KOMPAS.com – Indonesia memerlukan peta jalan gerakan nasional untuk menurunkan tingkat mubazir pangan atau food loss dan food waste.

Hal tersebut disampaikan Utusan Khusus Presiden (UKP) Bidang Kerja Sama Pengentasan Kemiskinan dan Ketahanan Pangan Muhamad Mardiono pada Senin (25/9/2023).

Food loss merupakan kehilangan pangan yang terjadi pada tahap produksi hingga tahap pengemasan. Sedangkan food waste adalah pangan yang terbuang saat proses distribusi dan konsumsi.

Baca juga: Mubazir Makanan di Indonesia Tinggi, Butuh Penanganan Menyeluruh

Mardiono mengatakan, peta jalan gerakan nasional penurunan mubazir pangan diharapkan dapat membangun kesadaran masyarakat dalam mengonsumsi pangan secara lebih bertanggung jawab.

Selain itu, produsen di sektor ritel juga diharpkan mengurangi volume produksi makanan yang akan kadaluwarsa dan terbuang bila tidak dikonsumsi pada waktu dan kondisi yang aman.

Menurut dia, gerakan pengurangan mubazir makanan bila dilakukan secara masif akan berimplikasi pada program percepatan pengentasan kemiskinan dan memperkuat ketahanan pangan nasional.

“Oleh karena itu kami berupaya melakukan sinkronisasi dan koordinasi program,” kata Mardiono, sebagaimana dilansir Antara.

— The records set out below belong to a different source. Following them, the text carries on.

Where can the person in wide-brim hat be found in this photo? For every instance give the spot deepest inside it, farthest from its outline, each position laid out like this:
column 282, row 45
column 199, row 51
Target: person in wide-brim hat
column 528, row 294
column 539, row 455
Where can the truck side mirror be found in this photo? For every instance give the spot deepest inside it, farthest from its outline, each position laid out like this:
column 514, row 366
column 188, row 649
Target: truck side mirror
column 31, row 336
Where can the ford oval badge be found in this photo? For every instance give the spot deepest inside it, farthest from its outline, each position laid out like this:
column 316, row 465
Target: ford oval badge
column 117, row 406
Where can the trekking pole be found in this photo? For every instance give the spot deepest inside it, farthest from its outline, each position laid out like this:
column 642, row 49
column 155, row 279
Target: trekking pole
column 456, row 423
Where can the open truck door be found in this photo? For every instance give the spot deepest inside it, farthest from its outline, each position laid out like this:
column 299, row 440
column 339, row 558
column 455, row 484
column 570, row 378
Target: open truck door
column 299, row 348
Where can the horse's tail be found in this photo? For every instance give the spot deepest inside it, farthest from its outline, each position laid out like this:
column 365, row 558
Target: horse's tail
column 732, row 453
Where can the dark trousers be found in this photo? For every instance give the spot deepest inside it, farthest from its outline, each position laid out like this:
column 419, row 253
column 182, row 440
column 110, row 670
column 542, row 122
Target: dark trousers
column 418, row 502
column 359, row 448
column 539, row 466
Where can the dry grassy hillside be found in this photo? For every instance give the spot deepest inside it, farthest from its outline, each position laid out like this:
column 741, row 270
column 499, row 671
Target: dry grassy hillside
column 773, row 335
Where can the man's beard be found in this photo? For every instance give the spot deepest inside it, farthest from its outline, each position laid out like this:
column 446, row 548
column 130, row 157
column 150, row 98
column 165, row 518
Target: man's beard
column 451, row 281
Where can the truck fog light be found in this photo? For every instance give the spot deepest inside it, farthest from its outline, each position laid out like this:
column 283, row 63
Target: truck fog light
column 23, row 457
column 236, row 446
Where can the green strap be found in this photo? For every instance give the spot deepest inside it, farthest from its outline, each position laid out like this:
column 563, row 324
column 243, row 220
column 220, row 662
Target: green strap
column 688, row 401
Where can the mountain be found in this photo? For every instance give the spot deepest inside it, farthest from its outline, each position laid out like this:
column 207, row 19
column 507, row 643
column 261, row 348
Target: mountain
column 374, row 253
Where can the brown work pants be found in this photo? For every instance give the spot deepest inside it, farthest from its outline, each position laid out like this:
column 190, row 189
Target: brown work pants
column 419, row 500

Baca juga: Kerugian Food Waste Setara 5 Persen PDB Per Tahun, Festival Golo Koe Pun Digelar

“Terutama bagi stakeholder (pemangku kepentingan) yang sudah mengembangkan program pengurangan mubazir makanan agar ini bisa menjadi sebuah gerakan nasional yang memiliki payung hukum dan arah kebijakan yang sinergis dan komprehensif,” sambungnya.

Tingginya mubazir makanan di Indonesia menurut Mardiono merupakan salah satu tantangan dalam ketersediaan pangan.

Upaya pengurangan mubazir makanan juga menjadi bagian dari Tujuan Pembangunan Berkelanjutan atau Sustainable Development Goals (SDGs) poin ke-12 yaitu konsumsi dan produksi yang berkelanjutan.

Mardiono menjelaskan, pemerintah telah melakukan beberapa identifikasi terkait dengan isu mubazir pangan.

Identifikasi tersebut antara lain mengubah perilaku, peningkatan sistem yang mendukung, regulasi yang kuat, optimalisasi pendanaan dan monetisasi mubazir makanan, pengembangan kajian, dan mendata limbah makanan di kalangan masyarakat.

Baca juga: 6 Cara Mengurangi Food Waste dari Diri Sendiri

Menurut indeks keamanan pangan global tahun 2022, Indonesia menempati peringkat ke-63 dari 113 negara dengan skor 60,2, jauh di bawah Singapura, Malaysia, dan Vietnam.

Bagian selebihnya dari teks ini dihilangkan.